Mannion believes CGT could even increase from the start of the new tax year on 6 April.
However, Bull is crossing his fingers that the Treasury doesn't go so far as to completely align CGT with the highest rate of income tax. “I hope we will not see a kneejerk response of CGT matching income tax. I hope it will just be a moderate increase.”
What he does see, however, is some anti-avoidance measures introduced to stop people converting income gains into capital.
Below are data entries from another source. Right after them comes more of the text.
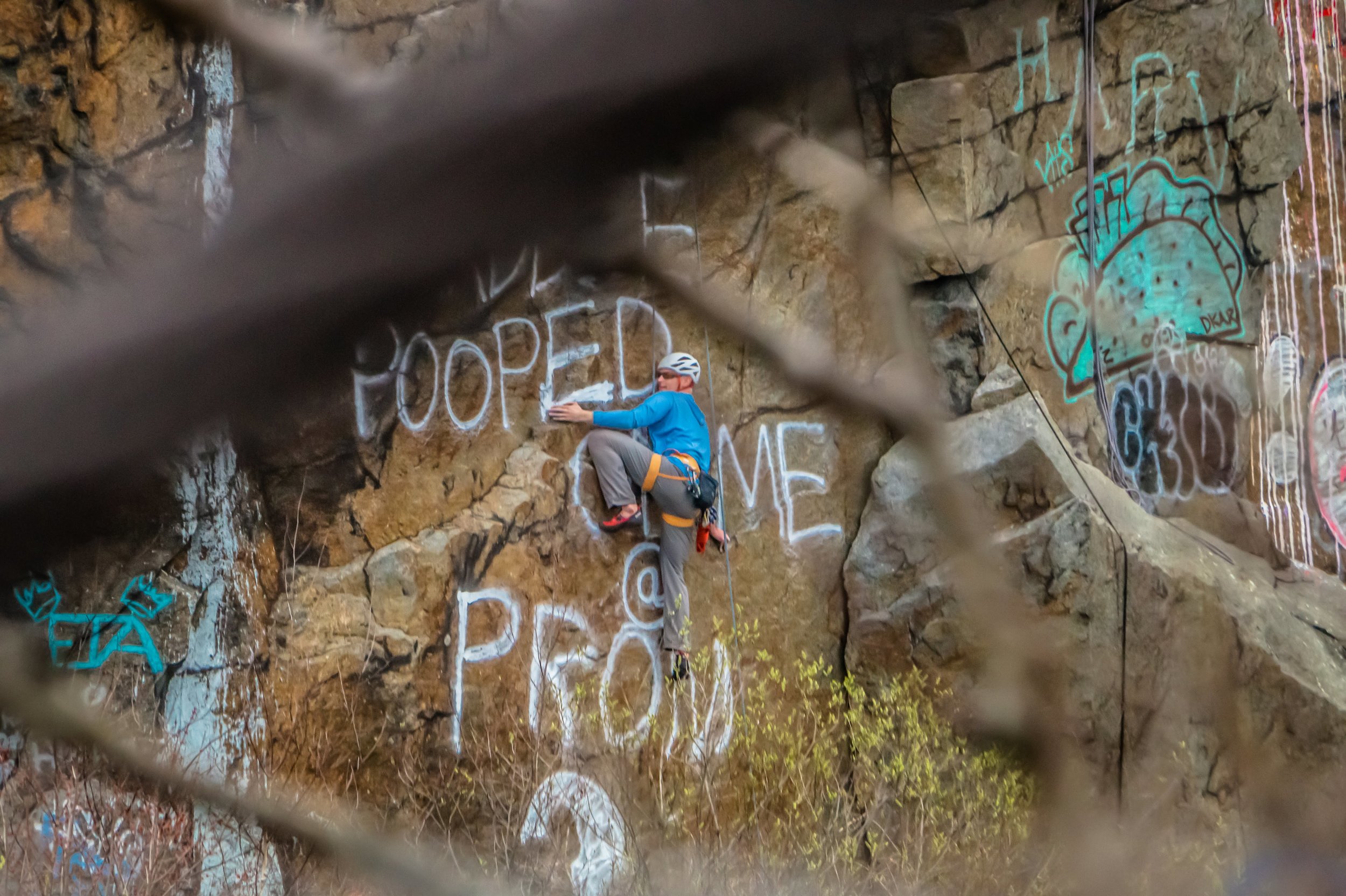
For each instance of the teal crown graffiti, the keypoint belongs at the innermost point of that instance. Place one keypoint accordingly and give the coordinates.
(1165, 260)
(88, 641)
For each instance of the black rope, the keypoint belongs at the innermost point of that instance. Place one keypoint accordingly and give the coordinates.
(1014, 362)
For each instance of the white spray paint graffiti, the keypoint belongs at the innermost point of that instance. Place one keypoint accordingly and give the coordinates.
(604, 860)
(480, 653)
(648, 229)
(217, 72)
(553, 673)
(780, 477)
(1328, 446)
(405, 376)
(1280, 369)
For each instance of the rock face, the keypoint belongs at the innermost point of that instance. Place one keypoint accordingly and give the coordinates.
(399, 591)
(1193, 138)
(1194, 606)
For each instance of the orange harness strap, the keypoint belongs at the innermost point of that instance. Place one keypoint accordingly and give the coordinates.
(653, 474)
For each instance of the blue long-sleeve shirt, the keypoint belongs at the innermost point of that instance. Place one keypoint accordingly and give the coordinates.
(672, 420)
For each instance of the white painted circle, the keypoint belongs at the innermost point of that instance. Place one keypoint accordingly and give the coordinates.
(1280, 369)
(473, 349)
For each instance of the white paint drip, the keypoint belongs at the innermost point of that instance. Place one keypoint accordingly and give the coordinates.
(211, 739)
(1282, 458)
(473, 349)
(500, 357)
(602, 860)
(553, 673)
(623, 303)
(595, 392)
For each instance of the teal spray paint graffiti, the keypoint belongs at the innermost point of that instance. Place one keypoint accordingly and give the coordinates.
(1165, 260)
(88, 641)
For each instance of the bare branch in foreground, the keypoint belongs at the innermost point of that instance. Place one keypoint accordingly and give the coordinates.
(47, 706)
(1026, 701)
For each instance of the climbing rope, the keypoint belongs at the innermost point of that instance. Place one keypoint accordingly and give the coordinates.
(719, 459)
(986, 314)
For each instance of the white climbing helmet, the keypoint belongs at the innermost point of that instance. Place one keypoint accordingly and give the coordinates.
(683, 363)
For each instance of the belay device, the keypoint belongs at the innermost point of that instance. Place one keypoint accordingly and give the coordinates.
(704, 490)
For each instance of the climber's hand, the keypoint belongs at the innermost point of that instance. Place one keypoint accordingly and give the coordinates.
(570, 412)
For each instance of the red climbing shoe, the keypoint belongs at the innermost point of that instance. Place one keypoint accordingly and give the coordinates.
(626, 517)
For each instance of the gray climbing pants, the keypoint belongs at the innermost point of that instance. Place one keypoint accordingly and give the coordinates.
(623, 463)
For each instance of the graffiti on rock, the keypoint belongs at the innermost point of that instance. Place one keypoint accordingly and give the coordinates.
(1177, 430)
(1058, 160)
(1153, 76)
(604, 860)
(1163, 261)
(88, 641)
(1282, 455)
(1328, 446)
(100, 841)
(564, 652)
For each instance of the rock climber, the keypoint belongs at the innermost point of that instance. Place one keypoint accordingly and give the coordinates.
(680, 450)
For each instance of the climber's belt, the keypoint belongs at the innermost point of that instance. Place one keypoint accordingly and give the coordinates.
(653, 474)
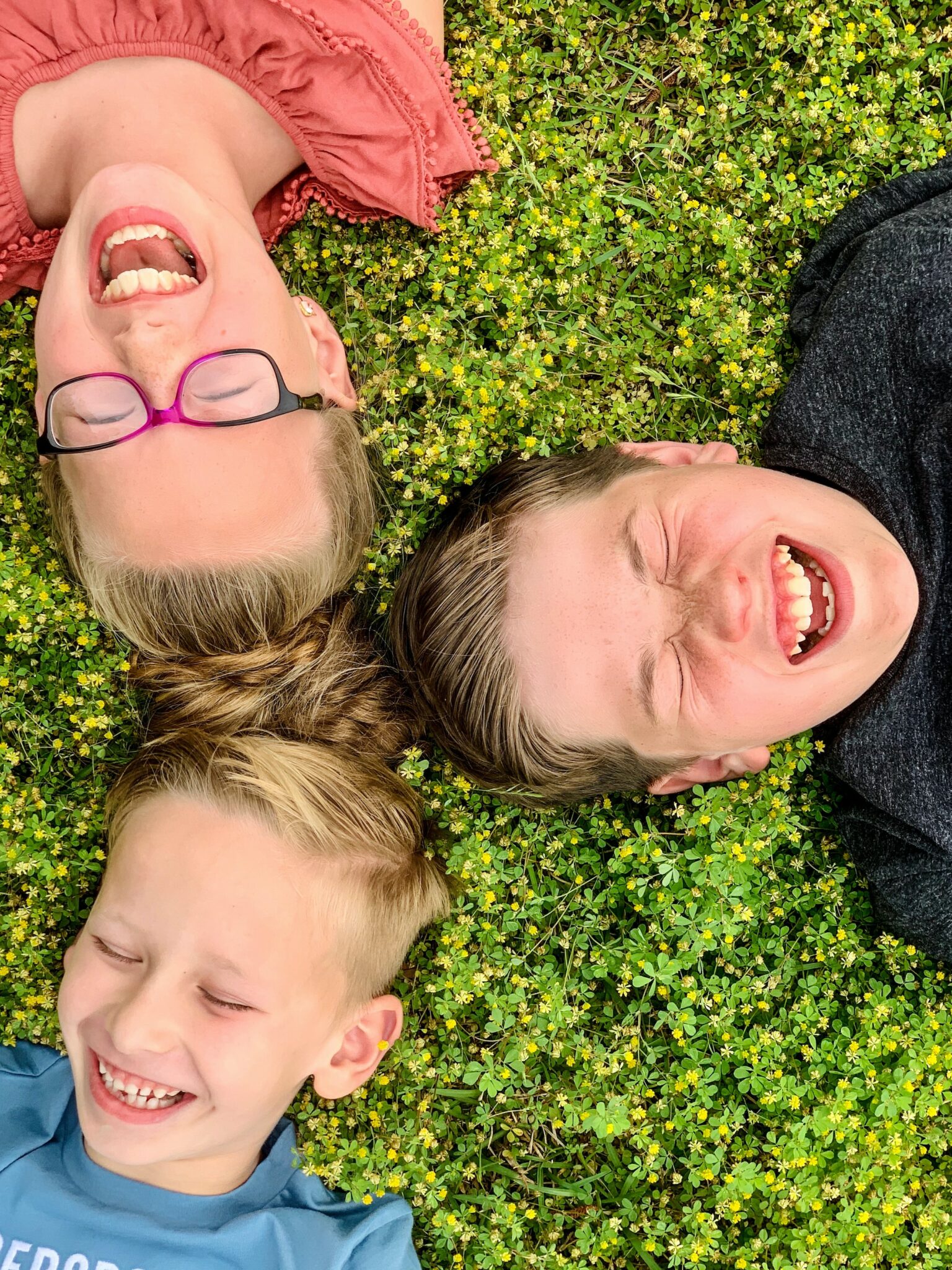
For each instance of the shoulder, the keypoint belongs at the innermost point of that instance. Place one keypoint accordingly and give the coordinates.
(376, 1236)
(36, 1086)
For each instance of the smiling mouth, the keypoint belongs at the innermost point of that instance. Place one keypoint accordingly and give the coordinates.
(805, 600)
(145, 259)
(138, 1091)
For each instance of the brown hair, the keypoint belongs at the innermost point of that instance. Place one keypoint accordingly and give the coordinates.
(230, 607)
(446, 626)
(301, 735)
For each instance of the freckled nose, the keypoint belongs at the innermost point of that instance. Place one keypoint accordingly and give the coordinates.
(729, 598)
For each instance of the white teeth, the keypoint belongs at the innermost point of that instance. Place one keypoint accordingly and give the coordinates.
(131, 282)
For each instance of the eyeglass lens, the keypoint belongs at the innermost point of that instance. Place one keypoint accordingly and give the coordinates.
(224, 389)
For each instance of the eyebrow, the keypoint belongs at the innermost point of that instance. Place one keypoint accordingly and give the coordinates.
(214, 962)
(649, 658)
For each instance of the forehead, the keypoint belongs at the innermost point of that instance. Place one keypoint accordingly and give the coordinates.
(192, 495)
(190, 877)
(569, 590)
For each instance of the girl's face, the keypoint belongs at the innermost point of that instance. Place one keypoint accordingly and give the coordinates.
(663, 613)
(178, 493)
(205, 990)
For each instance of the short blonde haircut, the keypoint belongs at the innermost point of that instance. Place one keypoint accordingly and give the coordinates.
(352, 814)
(302, 735)
(447, 630)
(229, 607)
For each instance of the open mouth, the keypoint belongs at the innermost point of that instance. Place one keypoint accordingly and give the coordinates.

“The 32% difference in CGT and income tax is huge, and if you can convert income into capital you're onto an absolute winner,” says Bull. “We haven't seen any anti-avoidance rules come in yet, but then the 50% income tax rate hasn't arrived yet. It's highly probable the Treasury will soon announce some rules.”
Mannion agrees there will be a renewed emphasis on rooting out tax avoidance, and we may see salary sacrifice schemes under the spotlight too.
Meanwhile, insurer and pension provider Skandia is concerned the government will go further in its restrictions on higher-rate tax relief on pensions.
It warns that the restrictions for those earning more than £130,000 may not be the final goal for phasing out higher-rate tax relief.
Colin Jelley, the firm's head of financial planning, says the next target could be incomes of more than £100,000 and higher-rate tax relief could eventually be banned. History shows that governments have previously restricted tax relieves to basic-rate taxpayers - for example mortgage interest relief and the married couples' allowance.
He recommends higher-rate taxpayers consider paying in maximum pension contributions before the Budget next Wednesday (25 March).
In terms of what savers and investors would like to see in the Budget, the restoration of dividend tax credits and raising the inheritance tax threshold to £1 million were the favourite changes according to a Brewin Dolphin poll of its clients.